Great trip!!! Hope I can u all!!!

  At Wednesday, 09 November, 2005 Anonymous Anonymous said:

Why are there so many DAMN DAMS? Is it your karma or they just dont like kayakers!!!
No its not my karma lah! Its IRRIGATION. Dams are built to retain the water to irrigate the fields during the dry season. But its a 2-edge sword as during the wet seasons, due to the impediment to the natural flow; there are widespread flooding. We saw sandbags lining the sides of the rivers.
On the contary, they love kayakers as evidenced by the fact that one lady wants to betoken her beautiful daughter to JP!

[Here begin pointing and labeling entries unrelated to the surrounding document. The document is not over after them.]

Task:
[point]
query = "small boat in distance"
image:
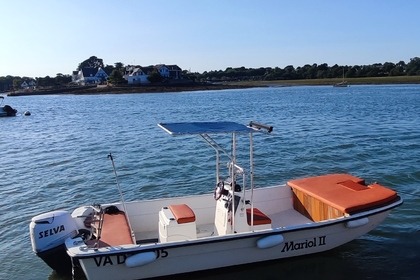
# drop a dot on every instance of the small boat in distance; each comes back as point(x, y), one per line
point(236, 224)
point(6, 110)
point(342, 83)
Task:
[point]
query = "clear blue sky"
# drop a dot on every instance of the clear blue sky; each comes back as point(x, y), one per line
point(40, 38)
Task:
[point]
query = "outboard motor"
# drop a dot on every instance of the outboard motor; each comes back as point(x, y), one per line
point(48, 233)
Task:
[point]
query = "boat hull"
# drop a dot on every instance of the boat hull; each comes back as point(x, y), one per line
point(217, 252)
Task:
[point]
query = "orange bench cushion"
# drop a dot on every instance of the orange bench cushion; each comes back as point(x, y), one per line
point(344, 192)
point(259, 217)
point(115, 231)
point(182, 213)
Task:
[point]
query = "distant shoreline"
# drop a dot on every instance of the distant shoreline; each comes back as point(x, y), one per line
point(215, 86)
point(129, 89)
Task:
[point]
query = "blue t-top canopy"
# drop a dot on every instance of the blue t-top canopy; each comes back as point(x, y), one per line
point(204, 128)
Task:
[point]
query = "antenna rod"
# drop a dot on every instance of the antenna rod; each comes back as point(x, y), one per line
point(121, 195)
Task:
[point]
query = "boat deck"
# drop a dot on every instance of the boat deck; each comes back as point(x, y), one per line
point(287, 218)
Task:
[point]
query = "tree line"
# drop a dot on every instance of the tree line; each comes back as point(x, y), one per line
point(314, 71)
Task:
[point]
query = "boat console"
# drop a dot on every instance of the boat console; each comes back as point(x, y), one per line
point(177, 222)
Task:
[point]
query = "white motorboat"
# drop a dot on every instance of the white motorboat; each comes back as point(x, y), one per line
point(6, 110)
point(236, 224)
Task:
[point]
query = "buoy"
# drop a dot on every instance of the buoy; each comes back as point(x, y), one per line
point(270, 241)
point(140, 259)
point(357, 223)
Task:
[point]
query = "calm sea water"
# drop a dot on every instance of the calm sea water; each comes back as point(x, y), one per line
point(57, 159)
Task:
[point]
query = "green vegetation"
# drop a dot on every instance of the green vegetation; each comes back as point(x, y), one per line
point(314, 74)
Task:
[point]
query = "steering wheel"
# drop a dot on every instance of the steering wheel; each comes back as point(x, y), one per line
point(218, 191)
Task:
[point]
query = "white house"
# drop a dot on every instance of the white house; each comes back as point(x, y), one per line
point(90, 76)
point(30, 84)
point(136, 75)
point(139, 74)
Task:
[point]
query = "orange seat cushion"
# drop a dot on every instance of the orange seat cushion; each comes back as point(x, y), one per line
point(344, 192)
point(259, 217)
point(182, 213)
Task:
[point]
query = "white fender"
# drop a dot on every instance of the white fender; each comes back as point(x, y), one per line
point(140, 259)
point(270, 241)
point(357, 223)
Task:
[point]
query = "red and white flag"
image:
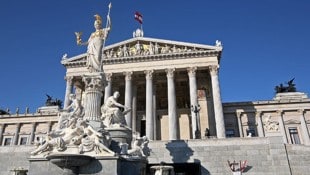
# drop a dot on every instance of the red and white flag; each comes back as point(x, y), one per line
point(138, 17)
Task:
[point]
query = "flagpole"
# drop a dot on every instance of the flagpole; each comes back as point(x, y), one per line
point(105, 32)
point(106, 25)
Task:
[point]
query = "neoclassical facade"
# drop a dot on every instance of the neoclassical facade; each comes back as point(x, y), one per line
point(173, 91)
point(161, 80)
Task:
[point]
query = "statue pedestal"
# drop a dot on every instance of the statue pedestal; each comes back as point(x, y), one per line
point(290, 96)
point(81, 164)
point(162, 170)
point(119, 135)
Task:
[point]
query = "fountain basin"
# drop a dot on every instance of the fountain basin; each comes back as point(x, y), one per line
point(69, 160)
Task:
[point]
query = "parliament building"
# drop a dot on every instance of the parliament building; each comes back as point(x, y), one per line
point(173, 90)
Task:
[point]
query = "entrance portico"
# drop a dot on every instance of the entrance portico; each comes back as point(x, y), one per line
point(166, 85)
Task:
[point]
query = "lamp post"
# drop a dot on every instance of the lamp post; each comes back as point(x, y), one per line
point(196, 110)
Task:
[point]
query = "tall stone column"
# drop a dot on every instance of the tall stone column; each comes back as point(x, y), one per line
point(281, 126)
point(32, 134)
point(69, 86)
point(260, 128)
point(218, 108)
point(93, 94)
point(193, 97)
point(108, 87)
point(154, 112)
point(304, 128)
point(128, 97)
point(134, 109)
point(15, 141)
point(49, 126)
point(149, 104)
point(239, 115)
point(172, 107)
point(2, 126)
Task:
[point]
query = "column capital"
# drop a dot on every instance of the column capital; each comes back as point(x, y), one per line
point(69, 79)
point(214, 69)
point(301, 111)
point(108, 76)
point(192, 71)
point(170, 72)
point(149, 74)
point(93, 82)
point(258, 113)
point(239, 113)
point(128, 75)
point(280, 112)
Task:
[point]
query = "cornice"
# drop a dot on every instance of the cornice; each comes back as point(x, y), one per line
point(81, 59)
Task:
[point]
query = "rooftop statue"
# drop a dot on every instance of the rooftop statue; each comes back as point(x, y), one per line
point(111, 113)
point(139, 147)
point(51, 102)
point(74, 110)
point(95, 43)
point(289, 88)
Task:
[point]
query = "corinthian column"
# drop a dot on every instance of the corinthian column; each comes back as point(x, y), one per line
point(193, 96)
point(32, 134)
point(281, 126)
point(172, 107)
point(16, 134)
point(239, 115)
point(304, 129)
point(69, 86)
point(93, 94)
point(218, 108)
point(1, 132)
point(259, 124)
point(149, 105)
point(128, 97)
point(108, 87)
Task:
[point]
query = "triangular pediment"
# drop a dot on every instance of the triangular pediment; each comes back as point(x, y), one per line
point(148, 47)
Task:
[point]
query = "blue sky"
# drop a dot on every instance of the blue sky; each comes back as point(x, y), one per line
point(266, 42)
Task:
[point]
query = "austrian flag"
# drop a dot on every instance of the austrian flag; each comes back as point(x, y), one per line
point(138, 17)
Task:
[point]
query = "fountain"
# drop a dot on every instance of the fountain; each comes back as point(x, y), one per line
point(90, 138)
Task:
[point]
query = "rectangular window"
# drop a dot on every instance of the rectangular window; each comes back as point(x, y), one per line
point(230, 133)
point(250, 133)
point(23, 141)
point(294, 135)
point(7, 141)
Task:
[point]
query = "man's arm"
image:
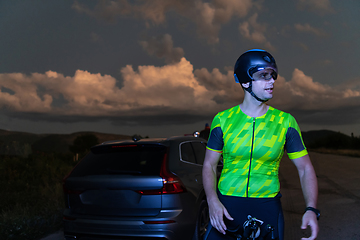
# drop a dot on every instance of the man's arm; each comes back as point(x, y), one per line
point(216, 208)
point(310, 190)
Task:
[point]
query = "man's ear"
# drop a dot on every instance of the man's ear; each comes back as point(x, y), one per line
point(245, 85)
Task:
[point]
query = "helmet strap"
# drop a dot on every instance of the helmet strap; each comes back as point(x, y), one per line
point(249, 89)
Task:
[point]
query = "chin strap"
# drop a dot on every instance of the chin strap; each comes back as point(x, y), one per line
point(249, 89)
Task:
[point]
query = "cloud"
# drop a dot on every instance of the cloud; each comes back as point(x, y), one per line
point(309, 29)
point(162, 47)
point(255, 32)
point(318, 6)
point(303, 93)
point(207, 16)
point(173, 93)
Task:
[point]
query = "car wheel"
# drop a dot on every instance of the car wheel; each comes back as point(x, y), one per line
point(202, 221)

  At Wednesday, 09 November, 2005 Anonymous Anonymous said:

Great read. fascinating adventures. I thought a 3hr trip to Chiang Rai to have photos taken with the Karen tribe (Long-necked womens) was exciting.

More more. tell us more.
Thanks Terrence, work gets in the way of me writing the next article - but it will be soon; I hope. Do you think I can get a job with the "New Paper" should I ever give up on architecture? :-)

  At Thursday, 10 November, 2005 Anonymous Anonymous said:

Definitely worth a shot. however, your travel plans are lengthy and risky, they may need to pay a premium for you on every trips you make adventuring. insurance premium may be tough on you, if you have one..

Then again, I am very impressed with your photography skills. Maybe digital cameras helps a little.. lol
National Geographic would be more like it! Ahem!